Nach knapp zwei Jahren zog sich Kneißl aber von dieser Aufgabe zurück, übernahm wieder die Geschäftsführung im Merchandisingbereich. Diese Position gab der heute 58-Jährige im Sommer 2019 mit ein paar Nebengeräuschen vor Gericht auf.

„Am Großteil des Klubs hängt mein Herz“

Der Weg des TSV 1860 München interessiert Kneißl auch heute noch: „Wenn es möglich ist, dann fahre ich 15 Minuten mit der Tram zum Grünwalder Stadion und schaue mir das eine oder andere Heimspiel an.“ Mit den Löwen ist er nach wie vor verbunden, oder wie es Kneißl so treffend formuliert: „Am Großteil des Klubs hängt mein Herz.“ Dass die Blauen in der 3. Liga als Vierter gerade den Aufstieg in die 2. Liga knapp verpasst haben, sieht Kneißl nicht kritisch: „Es kommt schließlich auf die Sichtweise an. Ich habe eine Zeit erlebt, da war ein vierter Platz in der 3. Liga grandioses Scheitern. Lange Zeit war ja der Aufstieg kein Thema, erst gegen Ende tat sich noch einmal die Chance auf. Aber es hat nicht gereicht.“ Kontakt zu seinem Heimatort Ampfing hält Kneißl nach wie vor. Dort wohnen noch seine Mutter und sein Bruder mit Familie, die er regelmäßig besucht und viele Freunde.

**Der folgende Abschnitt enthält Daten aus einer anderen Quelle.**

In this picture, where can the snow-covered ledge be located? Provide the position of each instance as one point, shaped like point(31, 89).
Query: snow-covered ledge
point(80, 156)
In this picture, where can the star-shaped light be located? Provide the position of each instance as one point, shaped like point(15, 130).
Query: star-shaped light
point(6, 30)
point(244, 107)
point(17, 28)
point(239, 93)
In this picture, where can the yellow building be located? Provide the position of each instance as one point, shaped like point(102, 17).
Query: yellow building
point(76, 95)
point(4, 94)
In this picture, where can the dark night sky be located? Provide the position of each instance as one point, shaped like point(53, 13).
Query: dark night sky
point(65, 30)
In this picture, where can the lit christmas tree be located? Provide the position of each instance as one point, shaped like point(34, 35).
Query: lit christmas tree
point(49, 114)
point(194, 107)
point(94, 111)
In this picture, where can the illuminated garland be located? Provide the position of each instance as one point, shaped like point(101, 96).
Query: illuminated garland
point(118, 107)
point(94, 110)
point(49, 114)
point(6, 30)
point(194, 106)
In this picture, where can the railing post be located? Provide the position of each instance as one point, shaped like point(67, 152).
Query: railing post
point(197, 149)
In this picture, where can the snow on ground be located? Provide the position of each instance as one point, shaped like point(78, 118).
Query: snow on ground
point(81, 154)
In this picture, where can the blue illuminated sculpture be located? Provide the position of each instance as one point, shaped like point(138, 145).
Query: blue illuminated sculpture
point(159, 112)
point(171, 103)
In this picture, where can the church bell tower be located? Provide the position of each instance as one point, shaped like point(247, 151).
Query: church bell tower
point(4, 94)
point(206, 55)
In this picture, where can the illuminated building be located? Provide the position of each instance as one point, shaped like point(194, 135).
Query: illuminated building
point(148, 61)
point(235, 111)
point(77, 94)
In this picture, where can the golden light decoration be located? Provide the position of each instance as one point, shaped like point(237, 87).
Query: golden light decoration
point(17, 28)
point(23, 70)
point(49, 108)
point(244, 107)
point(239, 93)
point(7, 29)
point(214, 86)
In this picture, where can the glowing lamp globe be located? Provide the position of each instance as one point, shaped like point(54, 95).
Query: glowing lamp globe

„Roland hätte das Zeug für die Bundesliga gehabt“

Karsten Wettberg, der den TSV 1860 München 1991 zurück in die 2. Liga führte, hatte Kneißl damals als Spieler im Kader und sagt über seinen einstigen Schützling, der für die Löwen 32 Jahre lang aktiv war: „Roland war ein ganz wichtiger Spieler und zugleich Anführer der jüngeren Fraktion in der Mannschaft. Ich kannte keinen, der so präzise Freistöße mit der Innenseite schießen konnte. Roland hätte mit seiner Technik auch das Zeug für die Bundesliga gehabt. Ganz wichtig war er für uns bei den Spielen gegen Pforzheim und in Kassel. Wir haben uns gut verstanden, auch wenn Roland kein einfacher Spieler war. Er war vom Typ her so ähnlich wie Günter Netzer.“ Kneißl ist eben einer, der bodenständig war und bis heute auch geblieben ist, ein Vorbild für viele andere.